The Tenth Circuit Court of Appeals, in McMillan v. AT&T Umbrella Benefit Plan No. 1, has affirmed a district court’s decision to reverse a plan administrator’s denial of short-term disability benefits on the basis that that it acted arbitrarily and capriciously in denying an employee’s claim.
The employee applied for short-term disability benefits after having worked as an IT consultant for the employer for six years. The employee had coronary artery disease, type-two diabetes, hypertension and sleep apnea, and a cardiologist determined that he had small vessel coronary disease that could not be corrected by medical intervention.
As a result of these conditions, the employee experienced shortness of breath even when walking on flat ground along with daytime somnolence. Moreover, a neuropsychological exam performed as part of Social Security proceedings had confirmed that the conditions had given the employee memory problems that would cause him significant difficulty in concentrating through a normal work day.
The employer’s disability plan required the employee to provide a medical, psychiatric or psychological opinion, based on a test performed according to generally accepted principles of the health care profession, to support the disability claim. The plan did not require the employee to provide objective evidence to substantiate the disability.
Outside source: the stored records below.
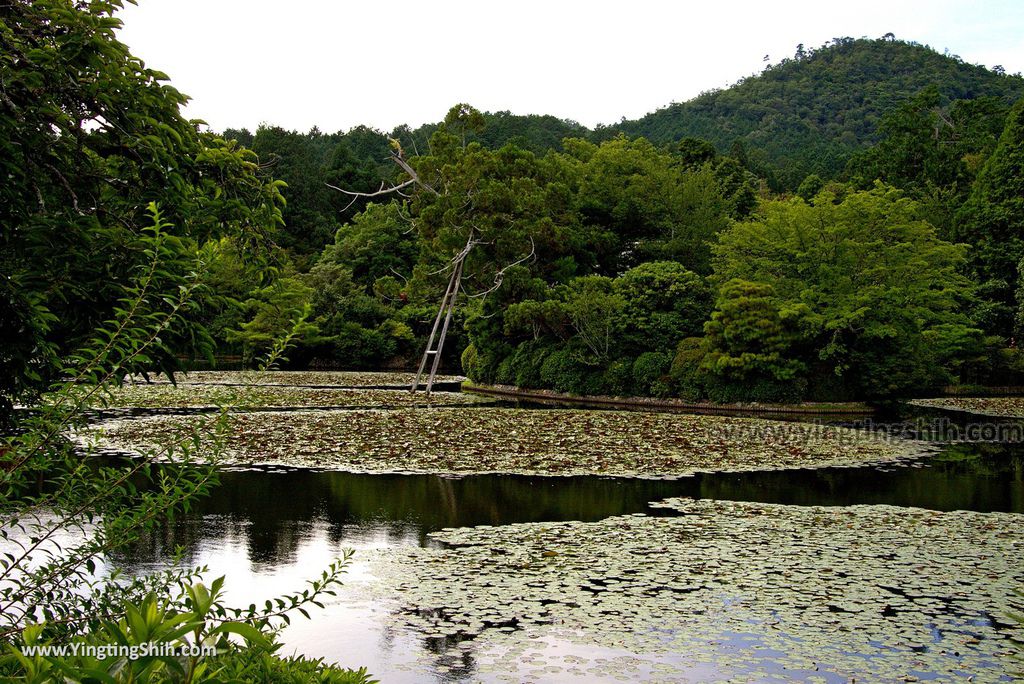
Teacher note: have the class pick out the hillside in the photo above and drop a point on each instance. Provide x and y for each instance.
(808, 114)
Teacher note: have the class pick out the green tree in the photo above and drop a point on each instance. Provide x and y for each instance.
(89, 138)
(878, 292)
(992, 221)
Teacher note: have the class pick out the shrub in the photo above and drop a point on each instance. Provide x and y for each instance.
(648, 369)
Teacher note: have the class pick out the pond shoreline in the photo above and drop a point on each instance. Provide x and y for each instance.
(858, 409)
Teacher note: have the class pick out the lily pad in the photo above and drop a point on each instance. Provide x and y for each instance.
(165, 395)
(528, 441)
(729, 592)
(296, 378)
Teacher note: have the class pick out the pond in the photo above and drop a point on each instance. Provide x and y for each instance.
(269, 529)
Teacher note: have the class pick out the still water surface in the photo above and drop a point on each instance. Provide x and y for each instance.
(271, 529)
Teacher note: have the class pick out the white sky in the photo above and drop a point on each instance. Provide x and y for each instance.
(336, 65)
The employee provided the plan with a report prepared by his primary doctor that provided medical records that confirmed the existence of his conditions. In turn, the plan administrator consulted with a doctor of its own selection who concluded that the employee’s medical records did not support a finding that he was unable to perform the duties of his pre-disability occupation. Accordingly, the plan administrator denied the employee’s claim.
The employee responded by filing an administrative appeal which reasserted that he was unable to perform the essential functions of his job and that the plan administrator had neglected to obtain a formal job description of his pre-disability occupation from his employer before denying his claim. In response, the plan administrator contacted the employee’s former supervisor to obtain a complete job description. The supervisor explained that while there were no physical requirements, “it is a cognitive position that requires memory and thought.” The plan administrator next referred the employee’s appeal to four physician specialists of its own choosing, all of whom issued reports that indicated he was not disabled. However, none of these reports provided a specific discussion of the employee’s job duties and its cognitive requirements.
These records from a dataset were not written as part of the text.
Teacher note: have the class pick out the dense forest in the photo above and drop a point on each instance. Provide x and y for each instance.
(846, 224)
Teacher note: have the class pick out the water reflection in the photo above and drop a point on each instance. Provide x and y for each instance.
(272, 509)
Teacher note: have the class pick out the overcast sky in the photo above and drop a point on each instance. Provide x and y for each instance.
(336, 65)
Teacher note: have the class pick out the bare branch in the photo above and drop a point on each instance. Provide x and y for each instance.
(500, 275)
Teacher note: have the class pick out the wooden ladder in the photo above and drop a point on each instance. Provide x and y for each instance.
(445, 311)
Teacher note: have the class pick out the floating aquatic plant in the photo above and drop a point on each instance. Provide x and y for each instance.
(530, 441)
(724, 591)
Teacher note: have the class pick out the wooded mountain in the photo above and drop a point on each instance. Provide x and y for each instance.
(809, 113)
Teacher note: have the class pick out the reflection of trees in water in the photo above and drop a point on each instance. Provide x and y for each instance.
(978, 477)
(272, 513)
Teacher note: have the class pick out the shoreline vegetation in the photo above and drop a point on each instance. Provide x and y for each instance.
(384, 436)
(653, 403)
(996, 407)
In response, the employee sued the plan administrator in federal district court, claiming that its decision to deny his claim for disability benefits violated ERISA.
The district court found that the plan’s denial was arbitrary and capricious and awarded the employee disability benefits. In reaching this determination, the court noted that the plan administrator had failed to adequately consider the employee’s ability to perform all of his essential job functions before denying his claim. The court also found that the employee’s actual employment duties were inconsistent with the plan administrator’s determination that he had a sedentary job. The employer subsequently appealed the decision to the Tenth Circuit.
The Tenth Circuit found that the record did not contain substantial evidence that the employee could perform either the physical or cognitive duties of his job. Consequently, the court concluded that the plan’s determination that the employee could perform the cognitive requirements of his job was arbitrary and capricious because it was not based on sufficient evidence for a reasonable person to accept the denial of benefits. As a result, the Tenth Circuit affirmed the district court’s decision to award the employee disability benefits.